TWF have supported EJF’s ‘Save the Sea’ Campaign; a direct response to the global threat of Illegal, Unreported and Unregulated (IUU – or ‘pirate’) fishing. The aim of the campaign is to push illegal fishing onto political, corporate and public agendas through local, national and international action to combat IUU.
The campaign’s goals are to generate political support and action both in Europe and Africa (specifically Sierra Leone, Liberia, Guinea and Ghana); build capacity within civil society to combat illegal fishing and undertake high profile campaigning to raise public and corporate awareness of the issues.

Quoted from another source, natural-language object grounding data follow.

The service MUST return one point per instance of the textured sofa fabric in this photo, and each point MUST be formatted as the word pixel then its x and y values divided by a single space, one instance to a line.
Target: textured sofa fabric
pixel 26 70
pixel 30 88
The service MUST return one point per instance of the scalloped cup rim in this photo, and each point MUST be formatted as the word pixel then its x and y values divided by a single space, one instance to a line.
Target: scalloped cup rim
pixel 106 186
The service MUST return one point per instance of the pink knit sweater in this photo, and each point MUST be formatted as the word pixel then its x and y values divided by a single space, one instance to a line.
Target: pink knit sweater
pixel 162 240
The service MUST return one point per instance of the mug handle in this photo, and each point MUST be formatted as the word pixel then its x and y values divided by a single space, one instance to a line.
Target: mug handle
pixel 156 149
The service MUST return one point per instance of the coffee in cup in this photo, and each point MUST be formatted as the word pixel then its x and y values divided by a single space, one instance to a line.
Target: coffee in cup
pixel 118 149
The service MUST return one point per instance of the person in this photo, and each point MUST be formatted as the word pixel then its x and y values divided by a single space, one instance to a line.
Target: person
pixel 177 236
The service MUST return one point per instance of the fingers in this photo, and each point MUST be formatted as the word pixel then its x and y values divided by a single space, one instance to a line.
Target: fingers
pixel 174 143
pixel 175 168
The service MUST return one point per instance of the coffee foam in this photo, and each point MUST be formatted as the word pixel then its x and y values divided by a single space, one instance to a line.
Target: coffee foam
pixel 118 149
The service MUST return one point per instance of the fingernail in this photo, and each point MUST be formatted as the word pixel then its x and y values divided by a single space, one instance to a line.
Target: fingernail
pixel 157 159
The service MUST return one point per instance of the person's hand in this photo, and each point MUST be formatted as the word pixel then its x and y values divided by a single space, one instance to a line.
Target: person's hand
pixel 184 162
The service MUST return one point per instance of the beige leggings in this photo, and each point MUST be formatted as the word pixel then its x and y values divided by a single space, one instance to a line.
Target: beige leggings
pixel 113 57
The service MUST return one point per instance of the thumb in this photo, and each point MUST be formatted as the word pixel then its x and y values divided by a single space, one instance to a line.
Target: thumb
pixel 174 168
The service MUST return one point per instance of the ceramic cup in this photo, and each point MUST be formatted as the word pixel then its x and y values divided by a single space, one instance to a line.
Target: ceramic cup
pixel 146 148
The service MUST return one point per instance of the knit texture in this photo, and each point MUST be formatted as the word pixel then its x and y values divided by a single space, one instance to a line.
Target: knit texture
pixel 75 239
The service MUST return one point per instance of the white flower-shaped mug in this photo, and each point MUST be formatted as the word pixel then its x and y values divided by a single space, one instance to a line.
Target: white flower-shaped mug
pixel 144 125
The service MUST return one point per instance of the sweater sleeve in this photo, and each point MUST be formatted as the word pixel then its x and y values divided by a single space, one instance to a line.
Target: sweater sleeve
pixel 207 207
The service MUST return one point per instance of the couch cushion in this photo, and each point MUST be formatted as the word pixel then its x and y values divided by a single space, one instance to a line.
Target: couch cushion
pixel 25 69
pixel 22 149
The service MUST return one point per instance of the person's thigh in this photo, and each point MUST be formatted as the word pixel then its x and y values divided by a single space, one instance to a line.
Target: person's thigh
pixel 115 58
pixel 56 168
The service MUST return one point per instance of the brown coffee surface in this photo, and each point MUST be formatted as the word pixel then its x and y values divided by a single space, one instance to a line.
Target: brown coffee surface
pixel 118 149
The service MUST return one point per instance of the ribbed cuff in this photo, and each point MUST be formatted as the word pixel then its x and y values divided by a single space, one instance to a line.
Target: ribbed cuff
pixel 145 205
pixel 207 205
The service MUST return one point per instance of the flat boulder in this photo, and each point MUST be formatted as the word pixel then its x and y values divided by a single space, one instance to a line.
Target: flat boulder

TWF’s support for the programme commenced in 2010, and EJF have since employed 4 staff in Sierra Leone and 2 in Liberia and has purchased a boat, to expand a community surveillance pilot project and initiate a community sciences programme with the fishing communities. To date 17 communities have reported illegal trawler activity. Over half of the vessels were hiding their identifying markings, all others were foreign-owned and flagged. Feedback from community partners indicate that since the arrival of the EJF boat, IUU incursions have greatly decreased.

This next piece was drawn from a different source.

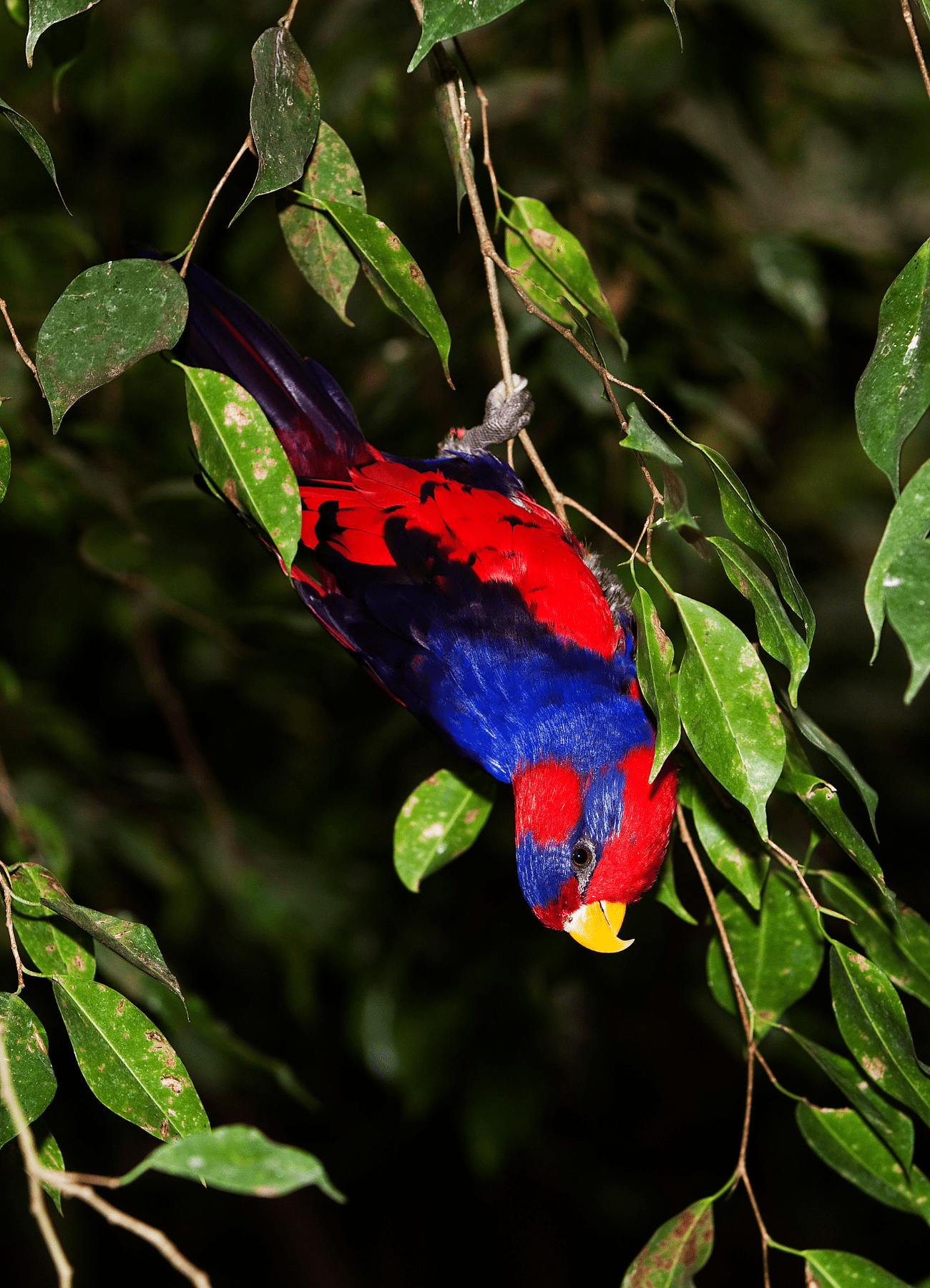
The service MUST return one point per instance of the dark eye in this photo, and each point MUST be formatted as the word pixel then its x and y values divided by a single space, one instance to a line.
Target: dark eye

EJF is also working with local people to develop marine protected areas, and fisheries co-management practices – a socio economic study of artisanal fishers has been carried out.
EJF conducted a joint-patrol with the Sierra Leone Navy, with one vessel (a mother ship) heavily fined for illegal fishing. As a result of this the whole system of mother ships operating in Sierra Leone waters is now under review.
The campaign involves on-going monitoring of vessel movements and investigations to identify vessels linked to IUU fishing in West Africa to Las Palmas. On one occasion the European Commission took the unprecedented action of sending a delegation to the Spanish port and impounding the multi-million euro consignment of fish, which had come from alleged IUU operators in West Africa.
EJF has been invited by the Commission to provide evidence of IUU vessels to the authorities in both Africa and Europe, so that action can be taken to halt consignments and blacklist IUU fishing vessels.
In addition to the eradication of IUU vessels from the EJF project area in Sierra Leone, one of the most significant results of this campaign has been that Sierra Leone formally announced the closure of its Flag of Convenience registry to foreign-owned fisheries vessels. EJF’s work on the Save the Seas Campaign continues.